Original Slack Thread

Hi Team
ingestion : spark jar CLI
DataHub version: 0.12.1
source: spark
I run datahub-spark-lineage:0.12.1-1 with spark-submit.
It is successful to see spark pipeline and spark task on datahub ui.
But there is not lineage info on ui , although the lineage info already in mysql and kafka MetadataChangeLog_Versioned_v1 topic.
lineage info in topic valuse such as :
dataJoburn:li:dataJob:(urn:li:dataFlow:(spark,enterprise_green_certification_dws_test_spark_lineage,yarn),QueryExecId_2)$dataJobInputOutput{"inputDatasets":["urn:li:dataset:(urn:li:dataPlatform:hdfs,<hdfs://intsig-bigdata-nameservice/user/hive/warehouse/staging_edw_company.db/s_db_qualification_certificate_t_certificate_main/dt_batch=202401230000,PROD>)","urn:li:dataset:(urn:li:dataPlatform:hdfs,<hdfs://intsig-bigdata-nameservice/user/hive/warehouse/staging_edw_company.db/s_db_qualification_certificate_t_management_system/dt_batch=202401230000,PROD>)"],"outputDatasets":["urn:li:dataset:(urn:li:dataPlatform:hive,test.edw_company_dws_dg_hq_enterprise_green_certification_1d_df,PROD)"]} application/jsonc$no-run-id-provided$no-run-id-providedc@urn:li:corpuser:__datahub_system
What should i check about. So appreciate for you respone!
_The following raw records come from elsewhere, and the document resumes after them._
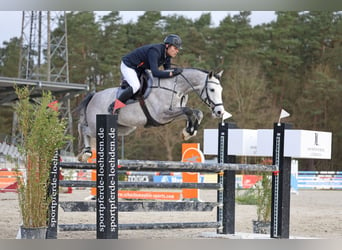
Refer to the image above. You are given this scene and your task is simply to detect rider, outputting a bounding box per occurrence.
[108,34,183,113]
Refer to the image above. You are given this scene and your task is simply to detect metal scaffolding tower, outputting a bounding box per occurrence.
[18,11,73,153]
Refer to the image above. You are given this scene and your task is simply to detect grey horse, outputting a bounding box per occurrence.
[78,68,229,161]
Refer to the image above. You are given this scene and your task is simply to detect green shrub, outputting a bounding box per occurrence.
[16,87,69,228]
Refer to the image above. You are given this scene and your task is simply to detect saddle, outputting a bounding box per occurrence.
[116,70,153,104]
[117,70,161,127]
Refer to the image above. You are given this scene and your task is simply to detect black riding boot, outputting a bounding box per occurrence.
[108,86,133,113]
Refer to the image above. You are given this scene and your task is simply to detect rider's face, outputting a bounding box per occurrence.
[166,45,179,57]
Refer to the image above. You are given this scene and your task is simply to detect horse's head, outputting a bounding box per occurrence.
[201,70,225,118]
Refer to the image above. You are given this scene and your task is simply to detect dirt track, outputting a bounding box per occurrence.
[0,190,342,239]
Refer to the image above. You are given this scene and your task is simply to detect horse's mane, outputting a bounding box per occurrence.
[184,67,221,80]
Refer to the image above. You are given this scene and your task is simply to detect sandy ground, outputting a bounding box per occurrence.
[0,190,342,239]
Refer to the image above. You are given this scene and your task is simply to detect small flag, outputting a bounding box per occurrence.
[222,111,232,122]
[278,109,290,122]
[113,99,126,113]
[48,100,58,112]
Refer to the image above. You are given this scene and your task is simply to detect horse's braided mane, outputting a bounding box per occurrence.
[184,67,220,79]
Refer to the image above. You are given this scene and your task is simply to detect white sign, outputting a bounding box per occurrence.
[203,129,332,159]
[203,129,257,156]
[256,129,332,159]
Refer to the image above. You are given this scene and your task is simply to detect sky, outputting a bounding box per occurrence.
[0,11,276,47]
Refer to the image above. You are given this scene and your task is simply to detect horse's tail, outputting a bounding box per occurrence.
[74,92,95,150]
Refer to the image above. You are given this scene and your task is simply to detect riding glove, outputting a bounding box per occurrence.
[172,68,183,76]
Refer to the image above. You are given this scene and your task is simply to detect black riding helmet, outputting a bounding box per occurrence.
[164,34,182,49]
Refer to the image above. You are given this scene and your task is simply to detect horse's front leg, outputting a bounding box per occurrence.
[183,107,203,140]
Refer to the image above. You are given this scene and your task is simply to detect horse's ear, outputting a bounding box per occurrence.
[215,70,223,80]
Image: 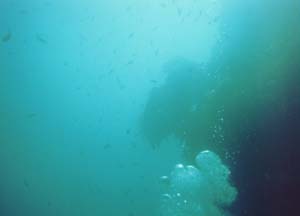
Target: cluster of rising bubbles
[160,151,237,216]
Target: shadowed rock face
[141,1,300,216]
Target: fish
[1,32,12,43]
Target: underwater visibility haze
[0,0,300,216]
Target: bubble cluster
[161,151,237,216]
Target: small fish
[1,32,12,43]
[23,179,29,189]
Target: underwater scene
[0,0,300,216]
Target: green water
[0,0,300,216]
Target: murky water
[0,0,300,216]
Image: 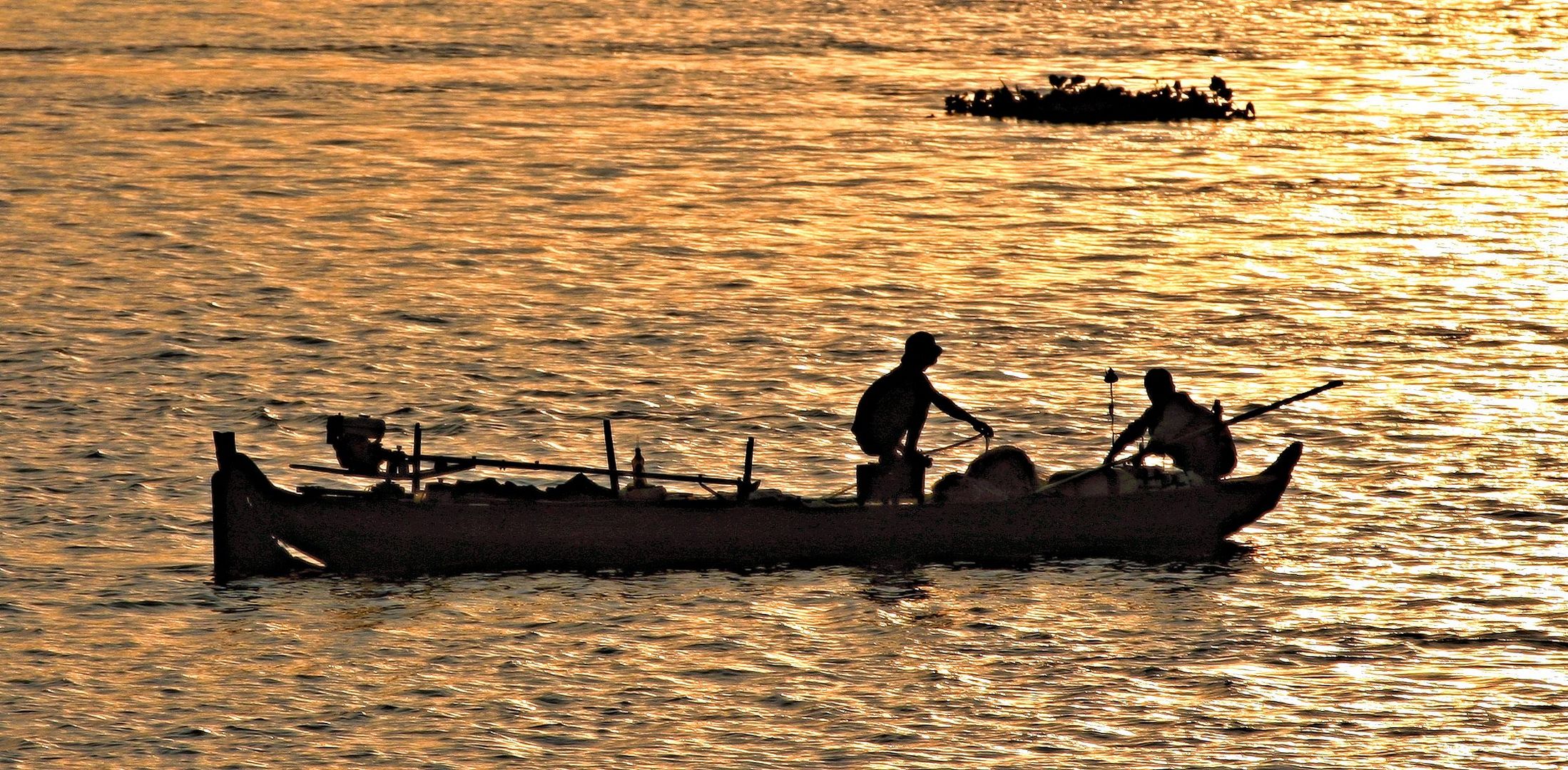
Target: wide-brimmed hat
[903,331,942,356]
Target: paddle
[1037,379,1345,493]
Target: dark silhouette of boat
[212,433,1301,582]
[947,76,1258,124]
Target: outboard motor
[326,414,390,473]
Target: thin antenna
[1106,369,1121,446]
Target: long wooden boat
[212,433,1301,582]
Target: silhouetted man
[850,331,992,463]
[1106,369,1236,481]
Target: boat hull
[213,434,1301,582]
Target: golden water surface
[0,0,1568,769]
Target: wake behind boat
[212,423,1301,583]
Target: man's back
[1143,392,1236,480]
[850,366,932,455]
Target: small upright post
[412,422,425,496]
[735,436,758,502]
[604,417,621,494]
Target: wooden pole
[411,422,425,494]
[735,436,758,502]
[604,417,621,494]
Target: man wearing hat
[850,331,992,463]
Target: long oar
[1225,379,1345,425]
[1035,379,1345,493]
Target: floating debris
[947,76,1258,123]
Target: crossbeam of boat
[288,420,759,502]
[288,455,758,486]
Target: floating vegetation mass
[947,76,1258,123]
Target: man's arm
[925,379,996,438]
[1104,412,1149,466]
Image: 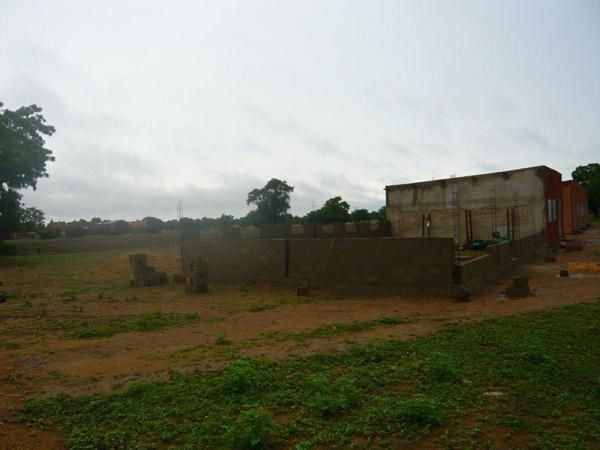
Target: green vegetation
[265,316,413,341]
[0,312,200,339]
[246,288,333,312]
[19,303,600,449]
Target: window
[547,198,558,222]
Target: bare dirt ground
[0,227,600,449]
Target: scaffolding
[451,176,460,244]
[490,187,498,236]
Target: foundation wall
[454,233,546,289]
[181,239,286,283]
[182,235,455,294]
[289,238,454,292]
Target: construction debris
[185,256,208,293]
[129,253,168,287]
[505,277,529,298]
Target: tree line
[0,102,600,242]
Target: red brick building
[562,180,588,234]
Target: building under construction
[385,166,562,247]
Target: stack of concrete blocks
[129,253,168,287]
[185,256,208,293]
[506,277,529,298]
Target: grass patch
[0,309,200,339]
[265,316,413,342]
[69,312,199,339]
[17,303,600,448]
[248,295,333,312]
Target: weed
[2,340,21,350]
[17,303,600,449]
[395,398,443,427]
[248,303,279,312]
[215,332,231,345]
[428,352,460,382]
[232,408,274,449]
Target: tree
[0,188,21,242]
[0,102,55,239]
[350,209,371,222]
[20,207,46,233]
[306,196,350,224]
[246,178,294,223]
[142,217,164,233]
[571,163,600,217]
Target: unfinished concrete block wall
[454,233,546,288]
[181,233,454,294]
[289,238,454,292]
[181,235,286,283]
[386,166,560,244]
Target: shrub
[0,242,19,256]
[428,353,460,383]
[222,359,260,394]
[232,409,274,449]
[396,398,443,427]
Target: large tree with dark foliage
[246,178,294,223]
[571,163,600,217]
[306,195,350,224]
[0,102,55,239]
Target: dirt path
[0,228,600,448]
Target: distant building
[562,180,588,234]
[385,166,562,247]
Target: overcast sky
[0,0,600,220]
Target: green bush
[427,353,460,383]
[396,398,443,427]
[232,409,274,449]
[0,242,19,256]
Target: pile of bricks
[129,253,168,287]
[505,277,529,298]
[185,256,208,293]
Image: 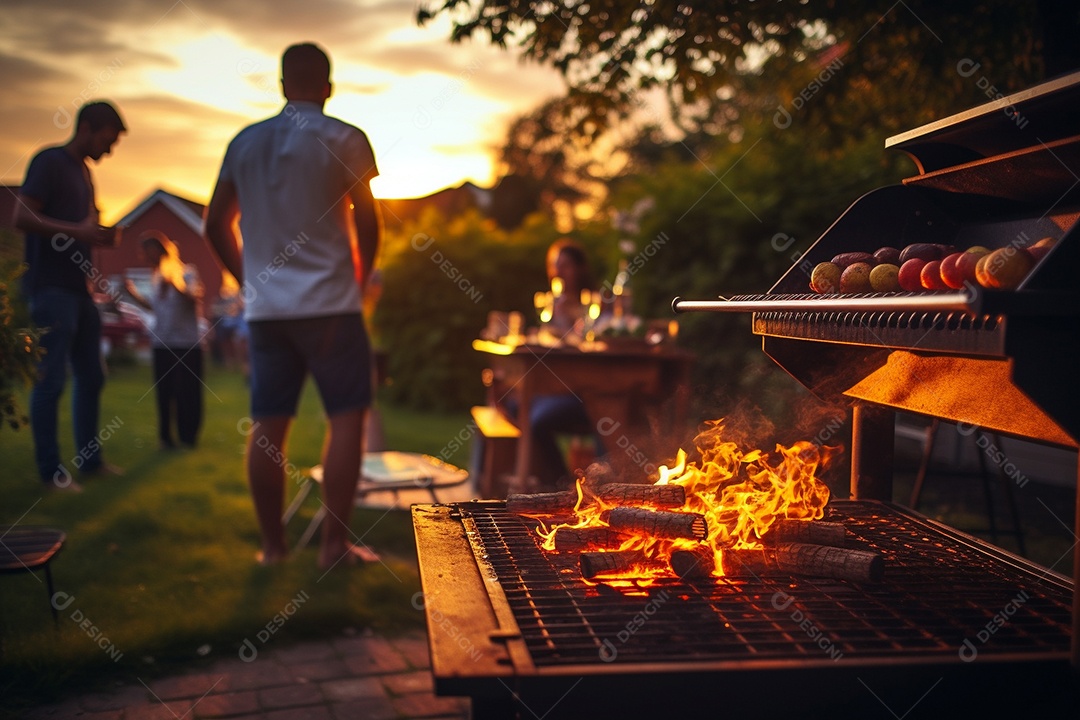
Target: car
[94,295,150,357]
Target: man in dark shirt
[14,103,126,489]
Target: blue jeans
[29,287,105,483]
[508,394,604,490]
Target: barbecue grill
[414,73,1080,718]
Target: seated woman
[503,237,603,490]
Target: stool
[281,450,469,549]
[0,526,67,624]
[470,405,522,499]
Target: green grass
[0,365,468,706]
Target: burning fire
[537,420,842,580]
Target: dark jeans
[153,347,202,447]
[508,394,604,490]
[29,287,105,485]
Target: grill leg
[851,404,896,502]
[1072,461,1080,683]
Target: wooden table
[473,340,693,487]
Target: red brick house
[94,188,221,315]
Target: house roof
[117,188,203,235]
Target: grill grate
[731,293,1005,356]
[460,501,1071,667]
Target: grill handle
[672,288,983,316]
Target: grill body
[414,73,1080,718]
[413,501,1072,718]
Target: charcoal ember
[667,545,716,580]
[607,507,708,540]
[596,483,686,507]
[555,526,630,553]
[721,543,885,583]
[761,518,848,547]
[578,551,646,580]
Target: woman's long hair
[143,230,188,293]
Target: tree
[417,0,1080,136]
[492,98,610,230]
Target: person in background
[13,101,126,490]
[124,230,203,449]
[205,43,381,569]
[492,237,603,490]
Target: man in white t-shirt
[205,43,381,568]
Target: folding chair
[282,450,469,549]
[0,526,67,624]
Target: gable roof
[117,188,203,235]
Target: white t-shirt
[219,103,379,321]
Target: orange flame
[537,420,842,580]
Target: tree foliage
[0,231,41,430]
[417,0,1080,136]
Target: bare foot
[255,551,286,567]
[80,462,124,479]
[319,543,379,570]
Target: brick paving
[25,635,469,720]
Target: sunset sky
[0,0,564,221]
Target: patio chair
[0,526,67,625]
[282,450,469,549]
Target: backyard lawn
[0,365,468,708]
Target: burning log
[555,526,629,553]
[667,545,716,580]
[608,507,708,540]
[596,483,686,507]
[723,543,885,583]
[507,490,578,515]
[761,518,847,547]
[578,551,645,580]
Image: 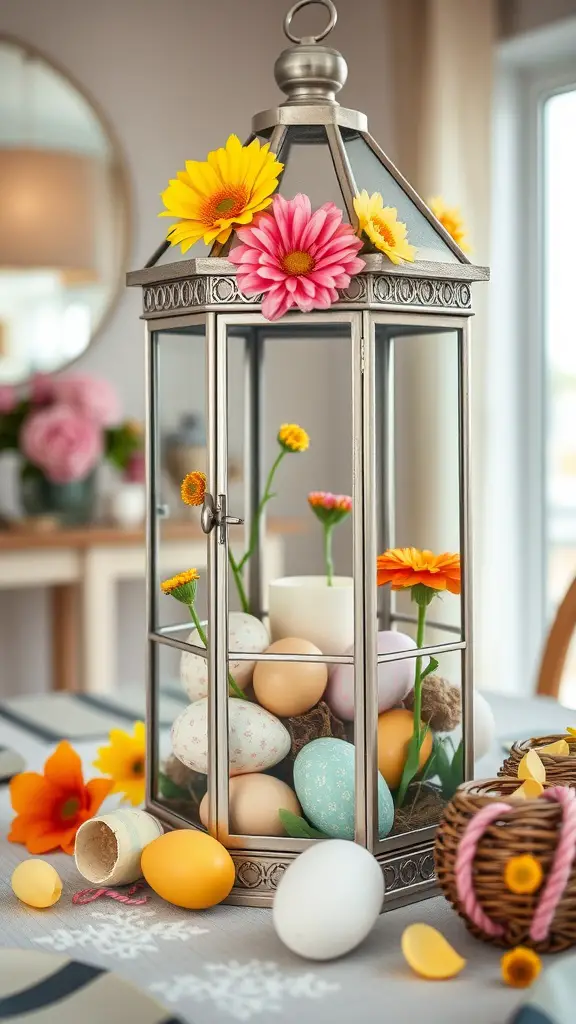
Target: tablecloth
[0,694,574,1024]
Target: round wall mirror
[0,35,128,384]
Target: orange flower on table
[8,739,113,854]
[500,946,542,988]
[180,469,206,506]
[377,548,460,594]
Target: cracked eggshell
[180,611,270,700]
[324,630,420,722]
[171,697,291,775]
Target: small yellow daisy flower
[93,722,146,807]
[500,946,542,988]
[504,853,544,895]
[278,423,310,452]
[180,469,206,505]
[354,188,416,263]
[160,569,200,605]
[428,196,470,253]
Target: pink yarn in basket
[455,785,576,942]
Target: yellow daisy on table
[354,188,416,263]
[500,946,542,988]
[93,722,146,807]
[428,196,470,253]
[159,135,284,253]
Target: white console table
[0,519,289,693]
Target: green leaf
[278,807,329,839]
[420,657,438,682]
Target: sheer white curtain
[385,0,498,687]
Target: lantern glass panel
[154,325,208,640]
[279,125,349,221]
[222,315,361,847]
[368,314,465,841]
[342,128,458,263]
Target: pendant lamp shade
[0,147,96,280]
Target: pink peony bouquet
[0,374,142,483]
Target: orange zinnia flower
[8,739,114,854]
[180,469,206,505]
[377,548,460,594]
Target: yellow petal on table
[538,739,570,758]
[402,925,466,980]
[510,778,544,800]
[518,751,546,782]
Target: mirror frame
[0,31,133,387]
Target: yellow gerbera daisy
[504,853,544,896]
[94,722,146,807]
[159,135,284,253]
[354,188,416,263]
[278,423,310,452]
[428,196,469,253]
[500,946,542,988]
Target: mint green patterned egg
[294,737,394,839]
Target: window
[491,18,576,708]
[540,85,576,706]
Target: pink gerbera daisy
[229,195,365,321]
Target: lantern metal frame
[128,0,488,907]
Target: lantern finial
[274,0,348,106]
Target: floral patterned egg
[294,737,394,839]
[180,611,270,700]
[324,630,422,722]
[171,697,290,775]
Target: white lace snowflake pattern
[150,959,340,1021]
[33,908,208,959]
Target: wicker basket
[498,733,576,787]
[435,778,576,952]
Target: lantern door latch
[200,492,244,544]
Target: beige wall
[0,0,394,695]
[500,0,576,36]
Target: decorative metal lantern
[128,0,488,906]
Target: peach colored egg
[378,708,433,790]
[200,773,302,836]
[252,637,328,718]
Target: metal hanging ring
[284,0,338,43]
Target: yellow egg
[252,637,328,718]
[200,772,302,836]
[378,708,433,790]
[11,860,61,908]
[141,828,235,910]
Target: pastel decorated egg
[294,737,394,839]
[324,630,427,722]
[200,772,302,836]
[171,697,291,775]
[180,611,270,700]
[252,637,328,718]
[141,828,236,910]
[273,839,384,961]
[378,708,433,790]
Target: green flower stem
[238,449,286,572]
[228,449,287,613]
[324,522,335,587]
[414,601,427,750]
[228,548,250,613]
[188,604,243,700]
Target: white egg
[273,839,384,961]
[474,690,496,761]
[170,697,291,775]
[180,611,270,700]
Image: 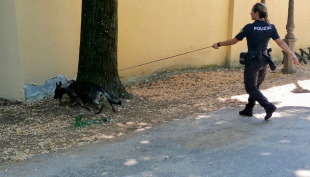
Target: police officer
[212,3,298,120]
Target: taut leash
[118,46,212,71]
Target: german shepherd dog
[54,81,122,114]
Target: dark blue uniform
[236,20,280,110]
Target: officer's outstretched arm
[274,38,298,65]
[212,38,239,49]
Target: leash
[119,46,212,71]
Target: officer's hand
[292,55,299,65]
[212,43,219,49]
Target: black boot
[264,103,277,120]
[239,104,255,116]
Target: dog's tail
[100,87,122,105]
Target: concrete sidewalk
[0,81,310,177]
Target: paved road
[0,81,310,177]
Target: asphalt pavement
[0,80,310,177]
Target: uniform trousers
[244,55,271,108]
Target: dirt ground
[0,64,310,164]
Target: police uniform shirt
[236,20,280,51]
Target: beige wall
[0,0,310,100]
[15,0,81,85]
[0,0,24,100]
[118,0,230,80]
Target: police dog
[54,81,122,114]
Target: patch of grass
[73,114,110,128]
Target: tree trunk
[77,0,130,98]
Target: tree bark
[77,0,130,98]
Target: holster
[239,52,249,65]
[266,48,277,71]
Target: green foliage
[73,114,110,128]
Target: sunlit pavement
[0,80,310,177]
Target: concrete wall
[15,0,81,84]
[118,0,230,80]
[0,0,310,100]
[0,0,24,100]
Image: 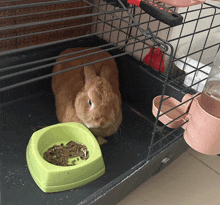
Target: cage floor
[0,89,156,205]
[0,36,187,205]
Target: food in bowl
[43,141,89,166]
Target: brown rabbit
[52,47,122,137]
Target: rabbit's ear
[100,65,111,81]
[84,65,97,82]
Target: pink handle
[156,0,206,7]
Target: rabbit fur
[52,47,122,137]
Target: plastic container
[26,122,105,193]
[200,50,220,118]
[174,33,220,92]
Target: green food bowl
[26,122,105,193]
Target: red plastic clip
[143,47,164,73]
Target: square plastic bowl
[26,122,105,193]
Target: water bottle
[199,50,220,118]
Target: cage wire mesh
[0,0,220,161]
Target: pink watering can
[152,51,220,155]
[159,0,220,7]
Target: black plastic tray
[0,38,188,205]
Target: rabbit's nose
[99,117,106,127]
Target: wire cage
[0,0,220,204]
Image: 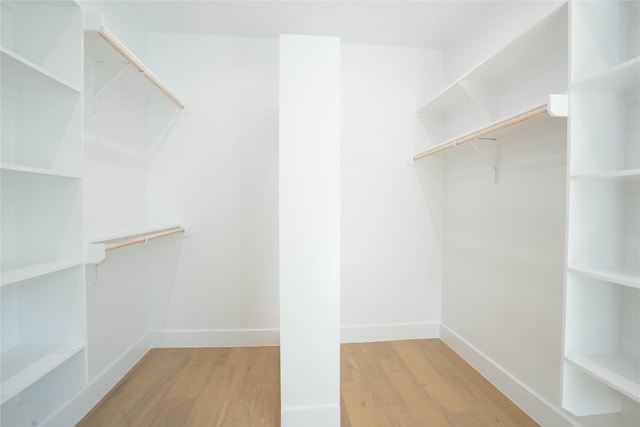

Hey there! :wave: Make sure your message includes the following information if relevant, so we can help more effectively!

  1. Are you using UI or CLI for ingestion?
  2. Which DataHub version are you using? (e.g. 0.12.0)
  3. What data source(s) are you integrating with DataHub? (e.g. BigQuery)

The issue is most probably is the upstream/downstream datasets don’t exist in DataHub and we don’t show lineage to non existing datasets.

We are going to release a new Spark plugin soon where there is way to materialise dataset in the DataHub.